Now that your pain is gone, it's time to focus on regaining full range of motion. Step 2 - restore full range of motion. This goes for both flexibility and mobility. The difference? Flexibility is how much a muscle can stretch. Mobility is how much your joints can move. You can't have one without the other and it's vital to understand which you need to focus on. Ways to work on this? The same things that help with pain. BUT, here’s the kicker. Massage, scraping, dry needling, etc. are all great ways to help increase range of motion. Unfortunately, they are all short term fixes. That's why you have to solidify your newfound range with strength.

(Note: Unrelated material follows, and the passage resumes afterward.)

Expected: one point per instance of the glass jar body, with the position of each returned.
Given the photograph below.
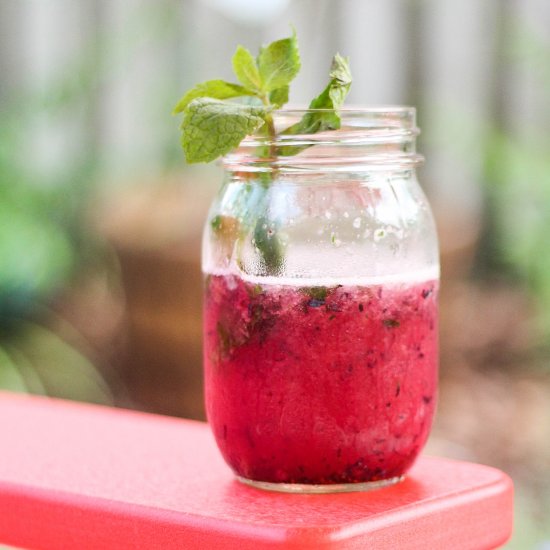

Its time to get fricken strong. Step 3 - get strong AF. By step 3 you're either mostly pain-free or completely pain-free. Wait, you can’t exercise through pain! Guess what, just because you have a bit of pain doesn't mean you can't exercise! We just have to be smart about which exercises are used and how much volume you perform. This is our best shot at addressing the underlying factors that caused your injury in the first place. This is the longest and hardest step but by golly, it's worth it. This is also the most fun because this is where the magic happens. Getting strong AF means you’re performing high-level movements and addressing your weaknesses because let's face it, you’re only as strong as your weakest movement.
Now, you're pain-free, you move well and you’re getting strong AF. Its time to keep it that way. That means you're in the management phase. Step 4 - keep getting strong AF. Your rehab program includes exercises to ensure you stay pain-free, maintain your flexibility and mobility and continue to address your weaknesses.
Wherever you're at in the rehab process, the most important thing to remember is that nothing can replace exercise. You can’t massage strength into your glutes and you definitely cant needle the stanky leg out of your squat. There is a time and a place for hands-on treatments, but they can't steal the show if you want long-lasting results!